In Tuesday’s State of the Union address, President Obama highlighted the valuable role played by the public workforce system in partnering with employers to get Americans into good jobs. Sitting with the First Lady on Tuesday night was Andra Rush, CEO of Detroit Manufacturing Systems. Her story — working with her local American Job Center to find qualified workers for her growing auto parts manufacturing firm — has been well documented.
But the fact is, her story is just one of thousands happening across America thanks to the more than 2,532 federally funded American Job Centers, the talented staff on the front lines of the workforce system, and the many non-profit and community organizations that are helping to connect the dots.
These workforce and industry partnerships are a cornerstone of the President’s jobs and skills agenda, and Secretary Perez has made them one of his top priorities at the Department. We are working closely with our colleagues at the Departments of Commerce, Education, and other federal agencies to make sure our various programs and funding streams are aligned so that workers can efficiently navigate career pathways and companies can hire and train a skilled workforce. We look forward to building on this work with Vice President Biden, who has been asked by President Obama to oversee his multi-agency skills agenda.

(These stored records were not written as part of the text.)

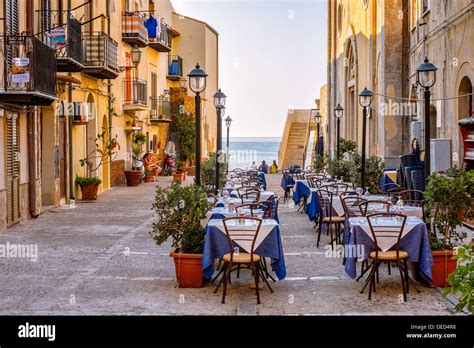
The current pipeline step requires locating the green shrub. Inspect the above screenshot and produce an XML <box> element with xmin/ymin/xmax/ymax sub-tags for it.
<box><xmin>151</xmin><ymin>182</ymin><xmax>211</xmax><ymax>254</ymax></box>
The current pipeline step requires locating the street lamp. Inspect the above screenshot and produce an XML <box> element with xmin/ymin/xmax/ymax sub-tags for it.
<box><xmin>334</xmin><ymin>103</ymin><xmax>344</xmax><ymax>159</ymax></box>
<box><xmin>359</xmin><ymin>88</ymin><xmax>374</xmax><ymax>188</ymax></box>
<box><xmin>225</xmin><ymin>116</ymin><xmax>232</xmax><ymax>173</ymax></box>
<box><xmin>188</xmin><ymin>63</ymin><xmax>208</xmax><ymax>185</ymax></box>
<box><xmin>214</xmin><ymin>88</ymin><xmax>227</xmax><ymax>193</ymax></box>
<box><xmin>416</xmin><ymin>57</ymin><xmax>438</xmax><ymax>182</ymax></box>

The president also asked us to build on our ongoing work with business, labor, and community college leaders, Governors, Mayors and Congressional officials to find new ways to tackle some of the challenges associated with preparing and matching workers to good jobs. Andra and DMS are a great example of how the system can work for everyone. Last year, I saw firsthand how her company is creating living wage jobs in an industry that is a key engine of America’s economy. The workforce system is here to make sure that engine runs smoothly and creates opportunity for millions of worker nationwide.